Amid the comprehensive reform of car insurance and the rapid evolution of the automobile industry, Zhongcheng Insurance is seizing new opportunities for the development of new energy vehicle insurance in an attempt to overtake cars in curves.

In the first half of 2024, Zhongcheng Insurance achieved operating income of 1.734 billion yuan, up 24.95% year on year; insurance business revenue was 1.789 billion yuan, up 7.05% year on year; however, there was no increase in profit. After the company reduced income tax expenses in the first half of the year, net profit was -0.3191 million yuan.

It is worth noting that in the first half of 2024, Zhongcheng Insurance achieved auto insurance premium income of 1.394 billion yuan, an increase of 9.34% over the previous year.

As a type of insurance that is expected to carry the future of the car insurance market, Zhongcheng Insurance maintained a rapid growth trend in the first half of the year. In the first half of the year, NEV insurance premium income was 0.842 billion yuan, up 49% year on year, ranking 9th in the market. At the same time, NEV's extended warranty increased 73.66% year on year.

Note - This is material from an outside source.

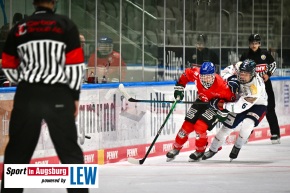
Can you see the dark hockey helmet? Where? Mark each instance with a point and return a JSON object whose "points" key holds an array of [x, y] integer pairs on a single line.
{"points": [[105, 45], [201, 38], [207, 71], [254, 38], [248, 66], [35, 2]]}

In the future, with the rapid development of new energy vehicles, as an auto insurance company rooted in the automobile industry chain, whether Zhongcheng Insurance can “overtake a corner” and join the second tier of the financial insurance industry has attracted market attention.

Zhang Lei said that real-time collection of massive data covering driving behavior, vehicle conditions, and battery conditions is a major characteristic of new energy vehicles that are different from fuel vehicles. It is also an indispensable factor used by insurance companies for risk pricing, yet it is something that OEMs and battery manufacturers are unwilling to share. Traditional insurers can only seek data from a third party, and accuracy will be discounted. Zhongcheng Insurance relies on the Guangzhou Automobile Group. Its shareholders have the natural advantage of controlling the industrial chain, which also means stronger risk pricing and control capabilities.

The translation is provided by third-party software.